The theoretical yield will be $\text{7.48 g}$ of carbon dioxide and the reaction's percent yield will be $\text{93.9%}$.

$2 C {O}_{\left(g\right)} + {O}_{2 \left(g\right)} \to 2 C {O}_{2 \left(g\right)}$

Notice that you have a $\text{1:1}$ (2:2) mole ratio between carbon monoxide and carbon dioxide - more precise, for every mole of the former that reacts, 1 mole of the latter will be produced.

This is what your theoretical yield will be $\to$ the number of moles of $C {O}_{2}$ produced must be equal to the number of moles of $C O$ that reacted, assuming in this case that all available moles of $C O$ will react.

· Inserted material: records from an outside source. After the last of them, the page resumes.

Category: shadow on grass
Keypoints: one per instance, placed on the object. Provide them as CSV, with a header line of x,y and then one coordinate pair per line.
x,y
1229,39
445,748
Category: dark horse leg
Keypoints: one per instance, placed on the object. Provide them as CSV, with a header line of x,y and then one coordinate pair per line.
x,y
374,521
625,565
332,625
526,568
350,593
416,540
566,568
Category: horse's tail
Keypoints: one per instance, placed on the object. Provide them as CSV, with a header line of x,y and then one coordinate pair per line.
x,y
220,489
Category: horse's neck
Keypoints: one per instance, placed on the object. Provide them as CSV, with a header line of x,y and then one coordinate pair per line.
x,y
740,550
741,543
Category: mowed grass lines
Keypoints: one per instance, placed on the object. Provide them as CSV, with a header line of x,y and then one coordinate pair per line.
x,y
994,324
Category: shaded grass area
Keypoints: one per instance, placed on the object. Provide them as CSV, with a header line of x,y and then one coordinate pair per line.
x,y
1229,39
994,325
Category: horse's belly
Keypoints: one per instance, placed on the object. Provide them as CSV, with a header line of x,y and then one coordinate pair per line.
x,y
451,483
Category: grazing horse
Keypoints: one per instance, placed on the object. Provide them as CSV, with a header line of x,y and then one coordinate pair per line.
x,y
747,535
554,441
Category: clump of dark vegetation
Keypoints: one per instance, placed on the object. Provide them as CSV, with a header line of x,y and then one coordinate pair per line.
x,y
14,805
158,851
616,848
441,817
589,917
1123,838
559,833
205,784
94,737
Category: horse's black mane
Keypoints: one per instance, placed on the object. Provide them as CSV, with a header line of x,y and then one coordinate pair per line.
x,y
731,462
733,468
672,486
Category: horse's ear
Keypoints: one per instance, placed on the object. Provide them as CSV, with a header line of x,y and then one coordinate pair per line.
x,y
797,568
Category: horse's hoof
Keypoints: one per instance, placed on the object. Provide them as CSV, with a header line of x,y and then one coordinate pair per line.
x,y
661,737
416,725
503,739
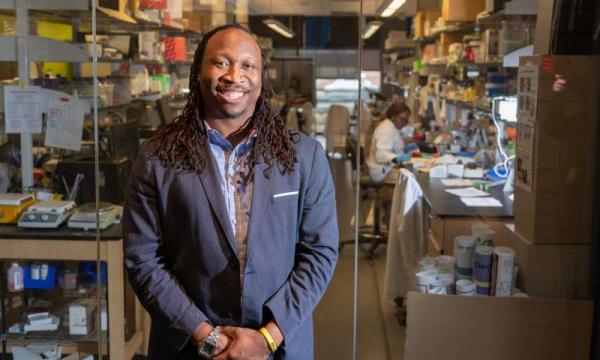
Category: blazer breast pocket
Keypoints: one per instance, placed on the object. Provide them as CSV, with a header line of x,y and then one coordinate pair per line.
x,y
285,198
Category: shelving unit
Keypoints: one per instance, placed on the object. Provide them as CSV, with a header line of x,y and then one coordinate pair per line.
x,y
80,246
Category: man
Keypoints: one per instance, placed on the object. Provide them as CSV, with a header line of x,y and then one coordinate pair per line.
x,y
229,224
387,147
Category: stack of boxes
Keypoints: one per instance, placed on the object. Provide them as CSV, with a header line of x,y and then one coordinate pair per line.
x,y
555,173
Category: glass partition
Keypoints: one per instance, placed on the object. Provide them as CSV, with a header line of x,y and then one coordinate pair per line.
x,y
128,119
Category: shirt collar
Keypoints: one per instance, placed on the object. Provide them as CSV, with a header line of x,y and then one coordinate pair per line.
x,y
215,138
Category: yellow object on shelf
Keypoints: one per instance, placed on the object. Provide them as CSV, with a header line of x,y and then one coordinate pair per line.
x,y
12,205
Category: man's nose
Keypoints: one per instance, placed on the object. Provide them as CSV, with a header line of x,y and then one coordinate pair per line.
x,y
233,74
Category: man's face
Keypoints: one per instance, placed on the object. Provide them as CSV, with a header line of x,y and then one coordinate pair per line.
x,y
401,119
230,76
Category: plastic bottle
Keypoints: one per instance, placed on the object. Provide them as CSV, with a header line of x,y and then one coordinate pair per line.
x,y
15,278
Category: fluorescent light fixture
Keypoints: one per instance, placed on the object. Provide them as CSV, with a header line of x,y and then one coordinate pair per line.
x,y
279,27
372,27
389,7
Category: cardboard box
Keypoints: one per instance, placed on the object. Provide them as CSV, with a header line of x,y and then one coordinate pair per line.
x,y
461,10
446,39
424,21
556,149
550,271
81,317
197,20
490,328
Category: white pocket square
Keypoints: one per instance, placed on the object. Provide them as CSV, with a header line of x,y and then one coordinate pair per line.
x,y
280,195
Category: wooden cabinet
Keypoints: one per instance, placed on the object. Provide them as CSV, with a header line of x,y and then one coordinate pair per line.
x,y
116,344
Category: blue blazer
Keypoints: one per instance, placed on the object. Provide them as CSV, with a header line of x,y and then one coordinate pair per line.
x,y
180,252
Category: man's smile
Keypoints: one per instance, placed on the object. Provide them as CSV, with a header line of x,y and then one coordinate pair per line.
x,y
231,95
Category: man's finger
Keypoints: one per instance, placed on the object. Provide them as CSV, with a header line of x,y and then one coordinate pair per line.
x,y
222,356
230,331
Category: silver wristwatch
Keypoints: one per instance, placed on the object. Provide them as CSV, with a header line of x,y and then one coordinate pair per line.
x,y
207,348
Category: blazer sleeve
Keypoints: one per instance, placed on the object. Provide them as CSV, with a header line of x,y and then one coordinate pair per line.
x,y
316,251
157,289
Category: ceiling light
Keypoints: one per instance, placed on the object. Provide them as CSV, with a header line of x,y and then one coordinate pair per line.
x,y
279,27
389,7
372,27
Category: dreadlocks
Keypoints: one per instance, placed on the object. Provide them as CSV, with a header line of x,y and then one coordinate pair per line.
x,y
184,143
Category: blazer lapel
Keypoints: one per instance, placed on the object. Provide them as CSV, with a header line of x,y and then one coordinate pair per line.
x,y
212,188
261,196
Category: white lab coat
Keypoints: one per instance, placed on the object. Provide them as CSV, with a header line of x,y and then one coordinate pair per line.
x,y
406,240
386,144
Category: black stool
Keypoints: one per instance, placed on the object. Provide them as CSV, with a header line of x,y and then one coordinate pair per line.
x,y
373,235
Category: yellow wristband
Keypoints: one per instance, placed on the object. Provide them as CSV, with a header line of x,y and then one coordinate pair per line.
x,y
270,343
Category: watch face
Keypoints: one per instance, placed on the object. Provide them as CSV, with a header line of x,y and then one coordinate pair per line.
x,y
206,349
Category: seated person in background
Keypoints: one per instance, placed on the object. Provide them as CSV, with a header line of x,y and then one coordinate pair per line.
x,y
387,147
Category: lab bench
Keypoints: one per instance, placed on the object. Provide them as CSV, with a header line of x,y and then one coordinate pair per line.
x,y
448,217
65,244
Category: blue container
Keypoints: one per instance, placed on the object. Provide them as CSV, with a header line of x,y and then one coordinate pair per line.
x,y
87,272
49,283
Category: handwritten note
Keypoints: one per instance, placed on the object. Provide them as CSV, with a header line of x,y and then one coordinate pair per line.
x,y
64,122
23,109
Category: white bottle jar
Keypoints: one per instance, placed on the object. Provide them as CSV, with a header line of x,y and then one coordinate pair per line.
x,y
15,278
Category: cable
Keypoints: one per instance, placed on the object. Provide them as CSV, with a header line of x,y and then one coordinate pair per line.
x,y
506,158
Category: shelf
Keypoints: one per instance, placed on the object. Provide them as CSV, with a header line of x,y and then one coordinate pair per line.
x,y
48,5
455,28
106,20
141,61
466,63
499,16
42,49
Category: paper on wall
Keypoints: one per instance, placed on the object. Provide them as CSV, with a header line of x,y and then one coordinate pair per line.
x,y
527,83
23,109
524,163
64,124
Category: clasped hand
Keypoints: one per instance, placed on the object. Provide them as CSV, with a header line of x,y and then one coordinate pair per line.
x,y
243,344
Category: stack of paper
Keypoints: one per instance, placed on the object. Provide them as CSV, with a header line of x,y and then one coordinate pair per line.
x,y
457,182
481,202
467,192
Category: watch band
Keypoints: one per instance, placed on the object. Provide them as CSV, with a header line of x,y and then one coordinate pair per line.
x,y
207,348
269,339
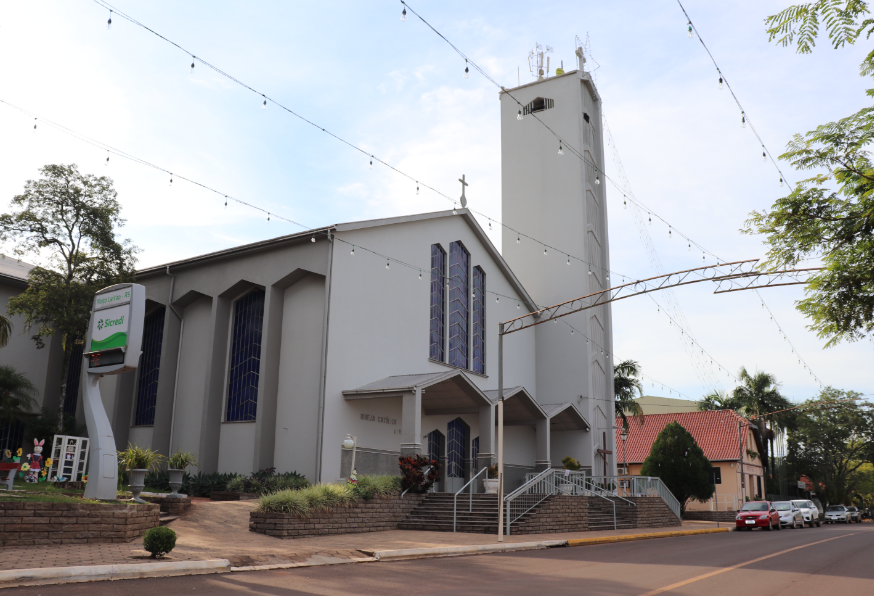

Determine the number of moles of $C O$ by using its molar mass

$\text{4.76 g CO" * "1 mole CO"/"28.01 g" = "0.1699 moles CO}$

According to the mole ratio that exists between the two compounds, the number of moles of $C {O}_{2}$ produced for a 100% yield will be

${\text{0.1699 moles CO" * "1 mole CO"_2/"1 mole CO" = "0.1699 moles CO}}_{2}$

Use $C {O}_{2}$'s molar mass to see how many grams should have been produced

$\text{0.1699 moles CO"_2 * "44.0 g"/"1 mole CO"_2 = "7.48 g}$

This is your theoretical yield. But since you've actually produced 7.02 g of $C {O}_{2}$, your percent yield will be less than 100%.

$\text{% yield" = "actual yield"/"theoretical yield} \cdot 100$

$\text{% yield" = "7.02 g"/"7.48 g" * 100 = "93.9%}$